If it's just Javascript making an XMLHttpRequest, you can find the page from which the Javascript fetches the iframe data and connect directly to that.

But in spite of that you may need a library that does Javascript execution (if the reverse-engineering is too hard or it uses challenge tokens). A web-rendering framework like Gecko or WebKit might be appropriate.

Take a good look at Selenium if you insist on using a true web browser or cannot get the programmatic methods to work.

Once you've gotten the page contents via whatever method, you need an HTML parser (such as sgmllib or [almost] xml.dom). I suggest a DOM library. Parse the DOM and extract the contents from the appropriate node in the resulting tree.

The connection is refused when I try to get the contents with urllib.urlopen(). probably means you have to make a post request using python urllib module.I would suggest you use urllib2.You may also need to handle cookies, referrer,user-agent from your python code.

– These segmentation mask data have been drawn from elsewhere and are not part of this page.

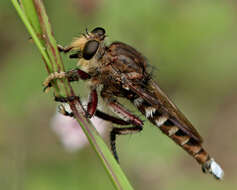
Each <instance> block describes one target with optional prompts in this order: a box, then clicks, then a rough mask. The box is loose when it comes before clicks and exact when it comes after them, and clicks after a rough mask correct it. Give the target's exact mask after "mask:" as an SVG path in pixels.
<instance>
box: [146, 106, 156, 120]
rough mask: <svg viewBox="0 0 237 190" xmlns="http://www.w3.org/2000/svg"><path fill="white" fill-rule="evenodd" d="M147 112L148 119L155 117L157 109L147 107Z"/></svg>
mask: <svg viewBox="0 0 237 190" xmlns="http://www.w3.org/2000/svg"><path fill="white" fill-rule="evenodd" d="M145 112H146V118H149V117H153V114H154V113H155V112H156V109H155V108H153V107H147V108H146V109H145Z"/></svg>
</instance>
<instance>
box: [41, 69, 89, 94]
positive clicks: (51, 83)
mask: <svg viewBox="0 0 237 190" xmlns="http://www.w3.org/2000/svg"><path fill="white" fill-rule="evenodd" d="M62 78H67V79H68V81H69V82H73V81H78V80H79V79H82V80H87V79H90V78H91V76H90V75H89V74H88V73H86V72H85V71H82V70H81V69H73V70H70V71H67V72H60V73H58V72H55V73H51V74H50V75H49V76H48V77H47V78H46V79H45V81H44V83H43V85H44V91H47V90H48V88H50V87H51V86H52V83H51V82H52V80H55V79H62Z"/></svg>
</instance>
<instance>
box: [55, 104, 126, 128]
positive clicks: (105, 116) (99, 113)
mask: <svg viewBox="0 0 237 190" xmlns="http://www.w3.org/2000/svg"><path fill="white" fill-rule="evenodd" d="M59 113H61V114H63V115H65V116H69V117H74V115H73V112H69V111H67V110H66V109H65V107H64V106H63V105H60V106H59ZM94 115H95V116H96V117H98V118H100V119H103V120H105V121H109V122H111V123H113V124H117V125H130V123H129V122H127V121H125V120H123V119H120V118H117V117H114V116H112V115H109V114H107V113H105V112H102V111H100V110H96V111H95V114H94Z"/></svg>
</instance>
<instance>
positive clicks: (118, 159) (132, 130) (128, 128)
mask: <svg viewBox="0 0 237 190" xmlns="http://www.w3.org/2000/svg"><path fill="white" fill-rule="evenodd" d="M142 129H143V128H142V125H141V126H133V127H124V128H119V127H114V128H113V129H112V131H111V132H110V146H111V151H112V153H113V155H114V158H115V159H116V160H117V162H119V158H118V154H117V150H116V135H128V134H133V133H137V132H140V131H141V130H142Z"/></svg>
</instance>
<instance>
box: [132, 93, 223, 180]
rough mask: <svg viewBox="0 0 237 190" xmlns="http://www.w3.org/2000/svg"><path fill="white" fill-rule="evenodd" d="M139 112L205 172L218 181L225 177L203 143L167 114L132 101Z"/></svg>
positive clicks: (145, 101)
mask: <svg viewBox="0 0 237 190" xmlns="http://www.w3.org/2000/svg"><path fill="white" fill-rule="evenodd" d="M132 102H133V103H134V105H135V106H136V107H137V108H138V110H139V111H140V112H141V113H142V114H143V115H145V116H146V118H147V119H148V120H149V121H150V122H151V123H153V124H154V125H155V126H157V127H158V128H159V129H160V130H161V131H162V132H163V133H165V134H166V135H167V136H169V137H170V138H171V139H172V140H173V141H174V142H175V143H177V144H178V145H179V146H181V147H182V148H183V149H184V150H185V151H186V152H188V153H189V154H190V155H191V156H193V157H194V158H195V159H196V160H197V162H198V163H199V164H201V165H202V170H203V171H204V172H210V173H211V174H213V175H214V176H215V177H216V178H217V179H221V178H222V177H223V174H224V173H223V171H222V169H221V168H220V166H219V165H218V164H217V163H216V162H215V161H214V159H213V158H211V157H210V156H209V154H208V153H207V152H206V151H205V149H204V148H203V147H202V144H201V142H199V141H197V140H195V139H194V138H193V137H191V136H190V135H188V134H187V133H185V131H182V130H181V129H180V128H179V127H177V126H176V125H175V124H174V122H172V119H171V118H169V116H168V115H167V114H164V113H160V112H159V111H158V110H157V109H156V108H154V107H152V106H150V105H149V104H148V103H147V102H146V101H144V100H143V99H142V98H137V99H135V100H133V101H132Z"/></svg>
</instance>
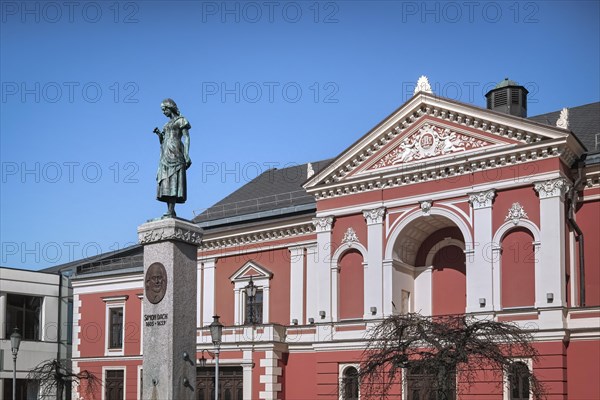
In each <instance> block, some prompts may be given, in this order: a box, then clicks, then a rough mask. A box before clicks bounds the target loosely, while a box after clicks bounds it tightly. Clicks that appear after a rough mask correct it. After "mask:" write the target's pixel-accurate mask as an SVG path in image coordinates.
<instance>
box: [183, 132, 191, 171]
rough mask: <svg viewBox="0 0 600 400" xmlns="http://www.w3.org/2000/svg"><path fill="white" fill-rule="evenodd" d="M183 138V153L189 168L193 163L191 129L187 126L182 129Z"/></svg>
mask: <svg viewBox="0 0 600 400" xmlns="http://www.w3.org/2000/svg"><path fill="white" fill-rule="evenodd" d="M181 134H182V139H183V155H184V156H185V167H186V168H189V167H190V165H192V160H191V159H190V131H189V130H188V129H187V128H184V129H182V130H181Z"/></svg>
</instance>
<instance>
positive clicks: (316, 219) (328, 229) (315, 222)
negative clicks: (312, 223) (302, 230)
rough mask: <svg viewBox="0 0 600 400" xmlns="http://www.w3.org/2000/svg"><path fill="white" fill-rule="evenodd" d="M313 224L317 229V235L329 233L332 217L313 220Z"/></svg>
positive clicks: (327, 217) (313, 218) (332, 217)
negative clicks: (318, 233)
mask: <svg viewBox="0 0 600 400" xmlns="http://www.w3.org/2000/svg"><path fill="white" fill-rule="evenodd" d="M313 224H314V225H315V228H316V229H317V233H319V232H329V231H331V226H332V225H333V217H332V216H331V215H330V216H327V217H318V218H313Z"/></svg>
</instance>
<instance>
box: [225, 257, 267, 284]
mask: <svg viewBox="0 0 600 400" xmlns="http://www.w3.org/2000/svg"><path fill="white" fill-rule="evenodd" d="M272 276H273V273H272V272H271V271H269V270H268V269H266V268H265V267H263V266H262V265H260V264H258V263H256V262H254V261H248V262H247V263H245V264H244V265H242V267H241V268H240V269H238V270H237V271H235V272H234V273H233V275H231V276H230V277H229V279H230V280H231V281H232V282H239V281H249V280H250V277H252V279H253V280H254V282H257V281H260V280H261V279H266V280H269V279H271V277H272Z"/></svg>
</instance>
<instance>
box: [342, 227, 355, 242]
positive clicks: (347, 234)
mask: <svg viewBox="0 0 600 400" xmlns="http://www.w3.org/2000/svg"><path fill="white" fill-rule="evenodd" d="M356 242H359V240H358V236H357V235H356V231H354V229H353V228H352V227H350V228H348V229H347V230H346V233H344V237H343V238H342V243H348V244H350V245H351V244H352V243H356Z"/></svg>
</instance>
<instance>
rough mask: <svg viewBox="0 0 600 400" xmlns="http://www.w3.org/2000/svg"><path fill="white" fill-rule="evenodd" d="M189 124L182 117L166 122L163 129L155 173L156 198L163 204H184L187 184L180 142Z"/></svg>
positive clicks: (186, 189)
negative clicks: (159, 161)
mask: <svg viewBox="0 0 600 400" xmlns="http://www.w3.org/2000/svg"><path fill="white" fill-rule="evenodd" d="M190 128H191V126H190V123H189V122H188V120H187V119H185V118H184V117H182V116H179V117H176V118H174V119H172V120H170V121H169V122H167V123H166V124H165V126H164V129H163V142H162V144H161V147H160V163H159V165H158V172H157V173H156V181H157V182H158V187H157V193H156V198H157V200H160V201H164V202H176V203H185V200H186V198H187V184H186V177H185V175H186V174H185V153H184V150H183V142H182V141H181V137H182V131H183V129H188V130H189V129H190Z"/></svg>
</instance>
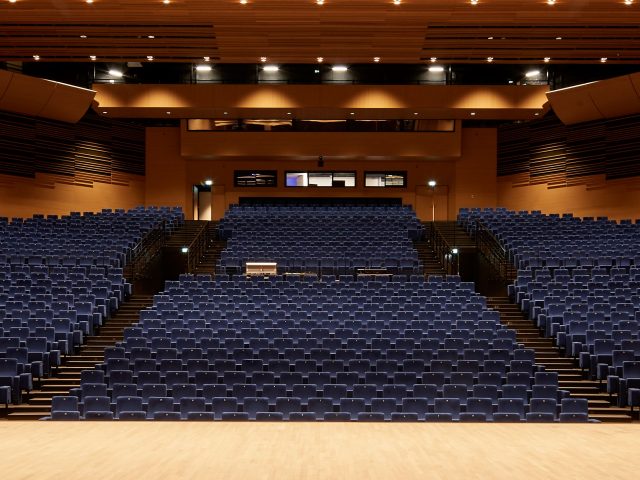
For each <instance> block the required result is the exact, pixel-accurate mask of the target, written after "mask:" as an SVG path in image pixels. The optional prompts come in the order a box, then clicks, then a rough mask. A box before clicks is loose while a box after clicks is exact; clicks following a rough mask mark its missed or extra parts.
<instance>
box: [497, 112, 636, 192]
mask: <svg viewBox="0 0 640 480" xmlns="http://www.w3.org/2000/svg"><path fill="white" fill-rule="evenodd" d="M638 152H640V115H636V116H632V117H626V118H621V119H615V120H601V121H595V122H588V123H583V124H580V125H575V126H573V125H572V126H566V125H564V124H562V123H561V122H560V121H559V120H558V119H557V118H556V117H555V116H554V115H553V114H549V115H547V116H546V117H545V118H544V119H541V120H536V121H531V122H528V123H522V124H517V125H508V126H503V127H500V129H499V130H498V176H510V175H520V176H521V175H526V176H527V177H528V182H526V183H525V184H534V183H548V184H550V185H560V184H561V185H566V184H578V183H586V181H587V179H589V178H592V177H594V176H604V178H606V179H608V180H612V179H620V178H629V177H636V176H640V161H639V156H638V155H639V154H638ZM521 183H522V182H521Z"/></svg>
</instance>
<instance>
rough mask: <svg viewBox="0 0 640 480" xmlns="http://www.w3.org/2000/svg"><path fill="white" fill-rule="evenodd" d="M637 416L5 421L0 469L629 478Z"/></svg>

To see all the post request fired from your browser use firefox's live-http-headers.

For the javascript part,

Your best bet is to run a headless browser e.g phantomjs which understands all the intricacies of JavaScript, DOM etc but you will have to write your code in Javascript, benefit is that you can do whatever you want.

As, @phihag mentioned selenium is also a good option.

First of all, you should really find out why the connection is refused when you access the page with Python. Most likely, you'll have to perform HTTP authentication or specify a different User-Agent.

Firing up a browser, navigating, and getting the HTML back is a plex task. Luckily, you can implement it using selenium.

Consider taking a look at splinter which is a simpler webdriver API than Selenium.